Wer kündigt, verliert seinen Aufenthaltsstatus

Seit die britische Regierung 2012 die Visabestimmungen für ausländische Hausangestellte geändert hat, ist die Zahl der Fälle angestiegen, in denen sich misshandelte Frauen an Kalayaan wenden. Denn nun ist es den Hausangestellten nicht mehr erlaubt, den Arbeitgeber zu wechseln, selbst dann nicht, wenn sie misshandelt werden. Die Arbeitgeber haben es so leichter, die Angestellten unter Druck zu setzen. "Die Frauen arbeiten ja nicht nur dort, sie leben mit der Familie", sagt Roberts.

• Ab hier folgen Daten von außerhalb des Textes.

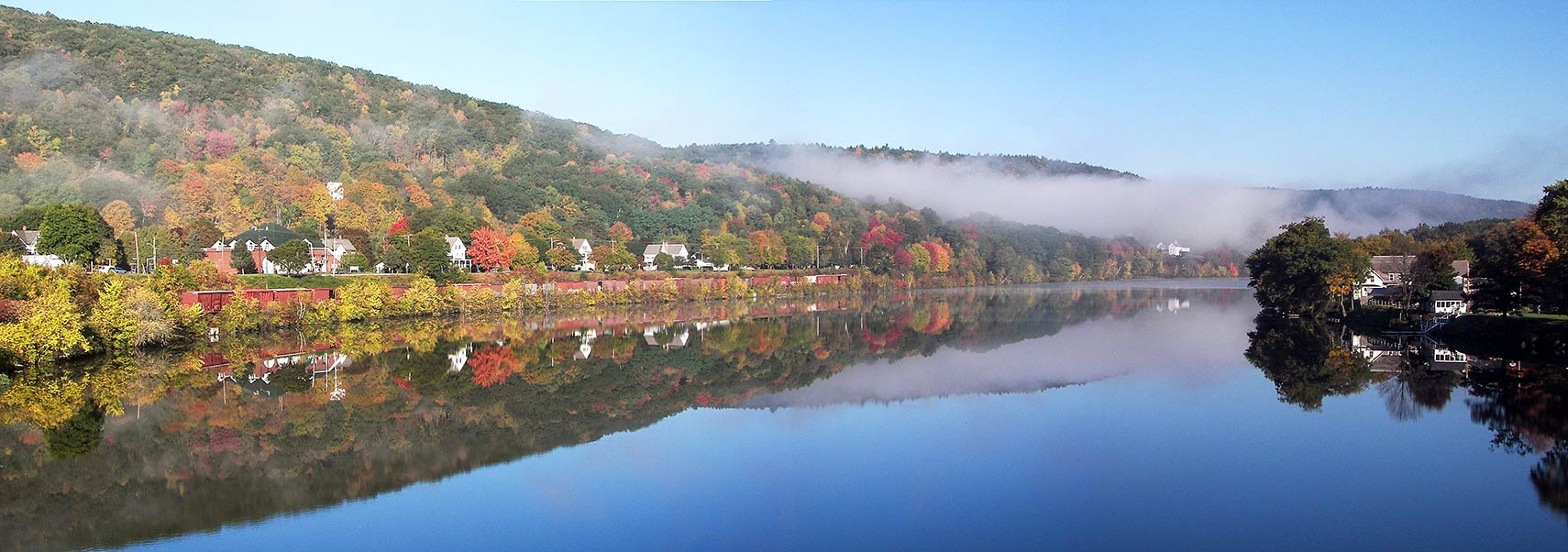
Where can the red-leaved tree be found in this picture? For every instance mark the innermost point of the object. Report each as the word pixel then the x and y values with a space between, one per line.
pixel 491 249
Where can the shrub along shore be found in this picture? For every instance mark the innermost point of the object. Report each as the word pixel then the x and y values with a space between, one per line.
pixel 49 315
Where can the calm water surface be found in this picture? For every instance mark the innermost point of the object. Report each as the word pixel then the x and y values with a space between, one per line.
pixel 1146 416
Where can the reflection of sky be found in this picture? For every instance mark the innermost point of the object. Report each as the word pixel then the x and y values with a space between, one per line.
pixel 1192 450
pixel 1186 344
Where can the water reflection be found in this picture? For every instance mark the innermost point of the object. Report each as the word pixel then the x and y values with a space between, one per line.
pixel 1523 403
pixel 254 427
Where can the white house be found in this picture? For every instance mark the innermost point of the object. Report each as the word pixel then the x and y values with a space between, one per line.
pixel 1172 248
pixel 583 249
pixel 1446 303
pixel 30 249
pixel 458 253
pixel 675 249
pixel 335 190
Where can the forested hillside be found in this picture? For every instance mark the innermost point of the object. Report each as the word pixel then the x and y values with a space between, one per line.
pixel 1010 165
pixel 185 140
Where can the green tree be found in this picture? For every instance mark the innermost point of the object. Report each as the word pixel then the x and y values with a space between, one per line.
pixel 79 436
pixel 200 234
pixel 724 248
pixel 50 330
pixel 240 259
pixel 562 258
pixel 1305 270
pixel 1305 361
pixel 1433 269
pixel 622 260
pixel 74 232
pixel 800 251
pixel 291 258
pixel 428 254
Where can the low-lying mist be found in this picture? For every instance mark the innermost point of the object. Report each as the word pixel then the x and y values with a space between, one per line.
pixel 1205 215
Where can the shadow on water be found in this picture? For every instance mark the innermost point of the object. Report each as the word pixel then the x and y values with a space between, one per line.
pixel 1523 403
pixel 253 427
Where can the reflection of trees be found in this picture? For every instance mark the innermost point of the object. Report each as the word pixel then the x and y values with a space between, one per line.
pixel 1305 359
pixel 77 435
pixel 1416 388
pixel 1526 408
pixel 436 397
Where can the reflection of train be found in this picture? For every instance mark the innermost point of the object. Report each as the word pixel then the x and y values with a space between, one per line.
pixel 258 377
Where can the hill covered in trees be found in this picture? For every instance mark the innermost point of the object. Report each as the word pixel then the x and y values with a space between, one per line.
pixel 1010 165
pixel 187 140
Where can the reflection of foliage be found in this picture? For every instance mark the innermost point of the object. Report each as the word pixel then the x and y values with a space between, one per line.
pixel 79 435
pixel 292 379
pixel 1305 361
pixel 196 444
pixel 1551 480
pixel 1416 388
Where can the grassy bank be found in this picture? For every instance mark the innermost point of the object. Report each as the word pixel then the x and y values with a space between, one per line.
pixel 1515 337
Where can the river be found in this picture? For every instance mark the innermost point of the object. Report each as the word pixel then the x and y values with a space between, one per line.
pixel 1097 416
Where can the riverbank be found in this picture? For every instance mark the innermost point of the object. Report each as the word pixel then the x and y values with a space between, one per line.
pixel 50 315
pixel 1507 336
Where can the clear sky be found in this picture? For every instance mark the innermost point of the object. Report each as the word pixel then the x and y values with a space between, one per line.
pixel 1464 96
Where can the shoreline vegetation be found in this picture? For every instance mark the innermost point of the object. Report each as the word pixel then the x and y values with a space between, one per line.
pixel 1512 300
pixel 52 315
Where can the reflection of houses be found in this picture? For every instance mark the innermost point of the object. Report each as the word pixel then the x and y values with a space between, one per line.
pixel 1388 275
pixel 326 256
pixel 458 253
pixel 458 358
pixel 259 377
pixel 1396 355
pixel 1446 303
pixel 1446 359
pixel 665 337
pixel 678 251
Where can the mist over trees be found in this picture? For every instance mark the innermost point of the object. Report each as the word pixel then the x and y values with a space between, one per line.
pixel 172 135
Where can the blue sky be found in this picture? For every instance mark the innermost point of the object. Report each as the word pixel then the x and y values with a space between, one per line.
pixel 1463 97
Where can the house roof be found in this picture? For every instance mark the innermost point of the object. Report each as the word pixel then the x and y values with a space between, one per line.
pixel 28 237
pixel 273 232
pixel 335 243
pixel 1393 264
pixel 670 248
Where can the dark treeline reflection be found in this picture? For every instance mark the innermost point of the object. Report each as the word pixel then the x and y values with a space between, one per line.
pixel 1523 403
pixel 248 427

Wenn sie ihren Arbeitgeber verlassen, verlieren sie nicht nur Arbeit und Wohnung, sondern eben auch ihren Aufenthaltsstatus.

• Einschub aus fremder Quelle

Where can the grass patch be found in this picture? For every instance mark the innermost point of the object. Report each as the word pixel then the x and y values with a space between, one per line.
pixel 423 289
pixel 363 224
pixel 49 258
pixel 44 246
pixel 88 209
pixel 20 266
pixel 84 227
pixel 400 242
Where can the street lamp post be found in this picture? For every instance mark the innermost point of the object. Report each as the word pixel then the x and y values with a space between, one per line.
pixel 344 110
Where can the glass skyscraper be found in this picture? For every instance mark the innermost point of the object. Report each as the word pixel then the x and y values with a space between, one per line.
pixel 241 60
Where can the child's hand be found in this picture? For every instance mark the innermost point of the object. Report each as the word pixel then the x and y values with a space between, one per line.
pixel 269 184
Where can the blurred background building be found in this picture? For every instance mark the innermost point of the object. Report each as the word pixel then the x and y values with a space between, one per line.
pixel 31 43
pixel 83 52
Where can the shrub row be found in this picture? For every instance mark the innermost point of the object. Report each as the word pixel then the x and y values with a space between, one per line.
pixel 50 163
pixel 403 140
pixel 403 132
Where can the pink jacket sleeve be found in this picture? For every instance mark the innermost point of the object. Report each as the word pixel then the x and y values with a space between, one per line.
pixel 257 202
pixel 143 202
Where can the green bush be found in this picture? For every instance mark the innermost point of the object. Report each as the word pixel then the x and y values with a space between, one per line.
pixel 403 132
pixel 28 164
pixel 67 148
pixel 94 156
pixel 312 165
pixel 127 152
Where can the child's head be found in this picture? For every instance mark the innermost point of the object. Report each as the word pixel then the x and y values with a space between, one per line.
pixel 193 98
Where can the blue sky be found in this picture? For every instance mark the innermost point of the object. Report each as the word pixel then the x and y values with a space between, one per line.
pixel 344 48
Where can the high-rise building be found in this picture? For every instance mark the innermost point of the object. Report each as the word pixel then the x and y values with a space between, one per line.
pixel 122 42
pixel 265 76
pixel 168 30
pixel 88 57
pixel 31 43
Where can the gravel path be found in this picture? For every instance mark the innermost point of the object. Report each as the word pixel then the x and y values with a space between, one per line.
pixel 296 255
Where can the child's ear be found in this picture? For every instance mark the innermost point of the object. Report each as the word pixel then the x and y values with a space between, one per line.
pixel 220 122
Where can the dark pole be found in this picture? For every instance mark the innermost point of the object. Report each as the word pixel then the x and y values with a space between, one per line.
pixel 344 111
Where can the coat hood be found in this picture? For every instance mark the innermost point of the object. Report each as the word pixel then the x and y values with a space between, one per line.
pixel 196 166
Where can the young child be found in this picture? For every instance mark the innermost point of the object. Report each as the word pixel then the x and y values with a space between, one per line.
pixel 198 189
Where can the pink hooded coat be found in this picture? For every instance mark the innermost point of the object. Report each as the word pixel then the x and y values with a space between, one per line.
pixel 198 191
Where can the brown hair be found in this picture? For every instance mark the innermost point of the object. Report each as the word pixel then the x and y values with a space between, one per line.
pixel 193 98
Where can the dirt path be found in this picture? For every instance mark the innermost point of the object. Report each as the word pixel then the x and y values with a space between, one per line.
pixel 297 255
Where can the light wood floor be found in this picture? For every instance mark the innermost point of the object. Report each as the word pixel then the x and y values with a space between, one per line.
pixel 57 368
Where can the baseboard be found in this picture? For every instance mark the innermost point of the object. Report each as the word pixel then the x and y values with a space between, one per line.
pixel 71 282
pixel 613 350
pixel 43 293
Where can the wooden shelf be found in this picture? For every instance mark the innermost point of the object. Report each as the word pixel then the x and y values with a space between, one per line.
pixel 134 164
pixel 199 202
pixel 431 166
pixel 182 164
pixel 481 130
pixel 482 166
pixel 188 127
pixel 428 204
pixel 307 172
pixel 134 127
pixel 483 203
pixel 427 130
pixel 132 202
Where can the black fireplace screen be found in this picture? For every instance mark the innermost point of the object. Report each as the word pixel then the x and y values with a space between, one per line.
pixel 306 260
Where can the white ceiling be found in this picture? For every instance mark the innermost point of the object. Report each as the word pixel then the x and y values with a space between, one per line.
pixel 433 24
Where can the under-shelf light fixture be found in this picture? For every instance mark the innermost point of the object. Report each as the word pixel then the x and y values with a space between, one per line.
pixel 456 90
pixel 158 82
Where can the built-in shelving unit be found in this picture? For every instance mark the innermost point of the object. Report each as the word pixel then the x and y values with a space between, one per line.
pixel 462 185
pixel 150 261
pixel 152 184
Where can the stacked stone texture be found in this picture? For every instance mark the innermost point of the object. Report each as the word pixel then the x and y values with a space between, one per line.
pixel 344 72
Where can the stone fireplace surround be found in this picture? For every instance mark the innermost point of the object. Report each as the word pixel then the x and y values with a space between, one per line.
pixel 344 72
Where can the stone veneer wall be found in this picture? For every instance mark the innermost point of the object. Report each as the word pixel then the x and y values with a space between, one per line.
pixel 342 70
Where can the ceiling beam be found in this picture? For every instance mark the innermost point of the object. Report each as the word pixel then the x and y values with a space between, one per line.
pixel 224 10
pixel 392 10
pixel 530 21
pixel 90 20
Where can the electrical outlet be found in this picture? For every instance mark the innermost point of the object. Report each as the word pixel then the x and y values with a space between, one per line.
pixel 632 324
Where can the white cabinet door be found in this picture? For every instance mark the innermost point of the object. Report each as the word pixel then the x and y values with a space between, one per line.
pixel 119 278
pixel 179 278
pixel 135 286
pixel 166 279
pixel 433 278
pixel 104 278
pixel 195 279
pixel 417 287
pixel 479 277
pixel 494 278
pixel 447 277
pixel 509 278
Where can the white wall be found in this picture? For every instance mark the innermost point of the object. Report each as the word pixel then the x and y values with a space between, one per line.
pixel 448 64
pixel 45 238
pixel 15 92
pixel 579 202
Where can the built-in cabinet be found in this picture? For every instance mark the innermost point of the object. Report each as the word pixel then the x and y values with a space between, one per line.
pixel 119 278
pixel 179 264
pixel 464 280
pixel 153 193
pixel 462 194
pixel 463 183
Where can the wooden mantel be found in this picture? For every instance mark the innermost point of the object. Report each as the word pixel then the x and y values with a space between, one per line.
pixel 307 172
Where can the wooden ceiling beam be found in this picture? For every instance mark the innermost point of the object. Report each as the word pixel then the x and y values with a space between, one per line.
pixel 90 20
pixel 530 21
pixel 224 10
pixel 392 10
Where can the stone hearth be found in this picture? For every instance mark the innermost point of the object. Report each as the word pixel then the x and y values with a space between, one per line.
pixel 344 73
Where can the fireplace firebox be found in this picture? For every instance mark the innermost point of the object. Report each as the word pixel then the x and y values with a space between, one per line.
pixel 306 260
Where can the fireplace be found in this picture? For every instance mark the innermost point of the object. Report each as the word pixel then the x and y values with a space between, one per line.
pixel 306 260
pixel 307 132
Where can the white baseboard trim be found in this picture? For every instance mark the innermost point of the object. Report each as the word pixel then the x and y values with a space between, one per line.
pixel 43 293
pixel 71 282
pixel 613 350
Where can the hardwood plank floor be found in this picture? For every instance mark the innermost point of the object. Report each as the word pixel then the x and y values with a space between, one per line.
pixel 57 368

Genau dagegen regt sich Widerstand. Mitte Juni haben Hausangestellte, Gewerkschaften und Hilfsorganisationen an der Downing Street demonstriert und eine Petition überreicht, die ein Ende der Arbeitgeberbindung für die Frauen fordert. "Viele kommen aus sehr armen Verhältnissen und brauchen das Geld dringend, um ihre Familien daheim zu ernähren," sagt Kate Roberts. "Früher haben wir in Fällen von Misshandlungen die Polizei gerufen und versucht, für die Frauen eine neue Arbeitsstelle zu finden", sagt sie. Aber das ginge nicht mehr, denn sobald die Frauen weglaufen, ist ihr Visum ungültig. "Nur in Fällen von Menschenhandel können wir etwas für die Frauen tun, denn dann greifen Opferschutzgesetze." Dabei sei die Rückkehr ins Heimatland oft gar keine Option. "Die Frauen kommen dann also in ihr Land zurück und sind schlechter dran als vorher."